昼の休憩を終え、営業所を出発する茨城交通の永田理恵さん=水戸市
運転手不足が深刻になっているバス業界で、女性や若者の採用に力を入れる動きが広がっている。業界を支えてきたトラックドライバーからの転職が先細りするなか、地域の足を守ろうと、募集の幅を広げて働き手の確保をめざす試みだ。
茨城交通(水戸市)のバス運転手、永田理恵さん(36)は3歳の次男を保育園に預けてから、午前9時に出勤する。市内のショッピングモールなどを循環する路線を走り、仕事を終えるのは午後6時。そこから急いで次男を迎えに行く。
早朝から夜まで運行するバスの運転手はシフト勤務。休憩をはさむものの拘束時間が長くなりがちだ。
入社3年目の永田さんはシフトを調整し、平日のみ走る路線を担当。子どもを保育園に預けている時間帯に限った乗務にしてもらっている。1日の走行距離は約70キロで、同社の平均より約50キロ少ない。「おかげで子育てと両立しながら働けています」。子どもが大きくなるまでは、今の働き方を続けたいと考えている。
男の職場のイメージを変えたい――。同社は2014年から女性運転手の採用に力を入れている。営業所に女性用トイレや休憩室を整えたほか、女性専用の問い合わせ窓口を新設。採用時から入社後まで相談に乗る態勢を整えた。
「人を採れないことが会社の成長にとって最大のボトルネック」。遠藤隆光常務(44)はそう説明する。

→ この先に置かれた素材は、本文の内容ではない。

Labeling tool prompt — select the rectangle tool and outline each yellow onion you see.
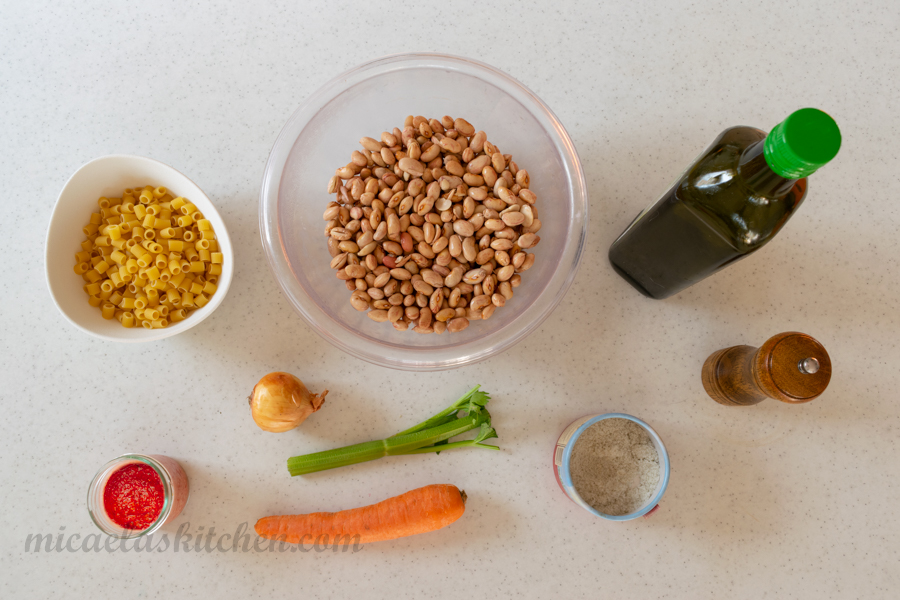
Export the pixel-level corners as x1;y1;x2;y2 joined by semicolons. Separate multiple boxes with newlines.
249;372;328;432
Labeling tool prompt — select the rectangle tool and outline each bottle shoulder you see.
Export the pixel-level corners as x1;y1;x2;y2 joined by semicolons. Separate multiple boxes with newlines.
676;128;806;252
715;125;768;146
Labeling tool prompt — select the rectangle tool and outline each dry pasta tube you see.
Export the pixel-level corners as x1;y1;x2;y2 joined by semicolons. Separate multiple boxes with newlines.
75;186;222;328
101;303;116;319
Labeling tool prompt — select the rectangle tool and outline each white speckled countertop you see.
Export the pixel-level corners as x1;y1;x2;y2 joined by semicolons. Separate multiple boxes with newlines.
2;1;899;598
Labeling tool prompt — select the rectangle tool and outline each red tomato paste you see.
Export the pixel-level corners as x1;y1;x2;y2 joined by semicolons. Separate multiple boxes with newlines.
103;463;165;530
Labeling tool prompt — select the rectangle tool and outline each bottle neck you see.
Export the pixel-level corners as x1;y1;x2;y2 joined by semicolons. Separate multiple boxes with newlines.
738;140;799;199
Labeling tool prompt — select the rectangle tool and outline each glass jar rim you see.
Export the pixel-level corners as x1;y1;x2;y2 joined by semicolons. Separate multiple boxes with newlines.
87;453;174;539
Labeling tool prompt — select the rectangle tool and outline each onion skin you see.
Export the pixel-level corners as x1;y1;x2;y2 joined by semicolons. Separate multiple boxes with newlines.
250;372;328;433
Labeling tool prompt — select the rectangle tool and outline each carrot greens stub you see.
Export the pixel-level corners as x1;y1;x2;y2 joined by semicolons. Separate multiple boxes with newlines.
287;385;499;476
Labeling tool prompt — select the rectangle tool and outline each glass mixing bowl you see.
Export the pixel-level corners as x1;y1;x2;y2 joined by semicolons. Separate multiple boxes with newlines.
260;53;587;370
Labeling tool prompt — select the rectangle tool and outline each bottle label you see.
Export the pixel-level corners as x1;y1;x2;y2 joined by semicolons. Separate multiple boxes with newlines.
554;415;595;466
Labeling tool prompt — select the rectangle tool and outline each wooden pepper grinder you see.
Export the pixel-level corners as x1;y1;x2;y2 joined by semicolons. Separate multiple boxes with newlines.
702;332;832;406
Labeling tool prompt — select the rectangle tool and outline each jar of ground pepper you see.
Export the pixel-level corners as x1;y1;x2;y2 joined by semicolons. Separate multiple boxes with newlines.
553;413;670;521
87;454;189;538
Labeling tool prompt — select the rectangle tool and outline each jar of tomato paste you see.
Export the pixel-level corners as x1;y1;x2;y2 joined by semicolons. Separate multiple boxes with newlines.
87;453;190;538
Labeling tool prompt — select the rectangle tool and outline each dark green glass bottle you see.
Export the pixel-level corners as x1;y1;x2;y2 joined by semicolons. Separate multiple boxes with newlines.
608;108;841;299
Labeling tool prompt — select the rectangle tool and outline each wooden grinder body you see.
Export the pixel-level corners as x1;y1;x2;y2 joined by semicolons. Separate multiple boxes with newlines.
702;332;832;406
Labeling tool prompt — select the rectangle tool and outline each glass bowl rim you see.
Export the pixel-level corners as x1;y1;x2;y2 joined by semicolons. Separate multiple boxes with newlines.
259;52;588;370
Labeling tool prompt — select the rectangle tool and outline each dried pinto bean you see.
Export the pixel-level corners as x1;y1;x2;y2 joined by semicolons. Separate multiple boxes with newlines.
325;116;541;333
368;310;389;322
447;317;470;332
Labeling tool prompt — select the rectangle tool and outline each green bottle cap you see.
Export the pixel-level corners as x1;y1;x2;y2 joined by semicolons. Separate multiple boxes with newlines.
763;108;841;179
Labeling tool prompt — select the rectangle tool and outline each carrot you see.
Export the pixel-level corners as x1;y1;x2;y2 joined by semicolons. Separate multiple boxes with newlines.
255;484;466;545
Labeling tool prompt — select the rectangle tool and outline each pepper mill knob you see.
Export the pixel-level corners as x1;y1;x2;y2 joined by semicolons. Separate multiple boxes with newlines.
701;332;832;406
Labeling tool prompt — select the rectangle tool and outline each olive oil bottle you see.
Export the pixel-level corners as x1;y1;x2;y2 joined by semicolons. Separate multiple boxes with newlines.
608;108;841;299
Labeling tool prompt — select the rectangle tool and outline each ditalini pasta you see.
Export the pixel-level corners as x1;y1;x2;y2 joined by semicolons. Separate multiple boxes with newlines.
75;186;222;329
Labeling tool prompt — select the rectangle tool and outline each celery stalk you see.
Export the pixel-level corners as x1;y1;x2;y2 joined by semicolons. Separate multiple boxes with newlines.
390;385;489;437
286;386;499;476
402;423;499;455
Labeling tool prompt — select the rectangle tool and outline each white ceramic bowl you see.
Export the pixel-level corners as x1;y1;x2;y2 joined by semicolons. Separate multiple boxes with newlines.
45;155;233;342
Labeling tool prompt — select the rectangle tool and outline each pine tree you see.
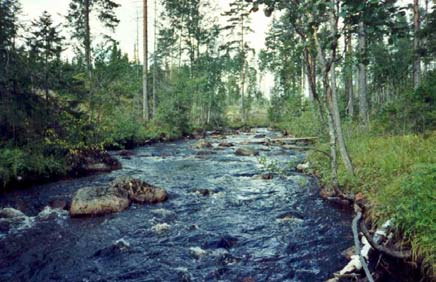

同社は経営難で08年に民事再生法の適用を申請し、経営陣を刷新した。業績回復には女性の活用が不可欠だった。13年に7人だった女性運転手はいま20人。全体の4%を占める。全国平均は1%台(日本バス協会調べ)で、業界では高い方だ。それでも、路線の維持に加え、スクールバスやコミュニティーバスの受託、高速・観光バス事業なども含めると、人手はまだ足りていない。今後2年間で、女性運転手を30人に増やそうと考えている。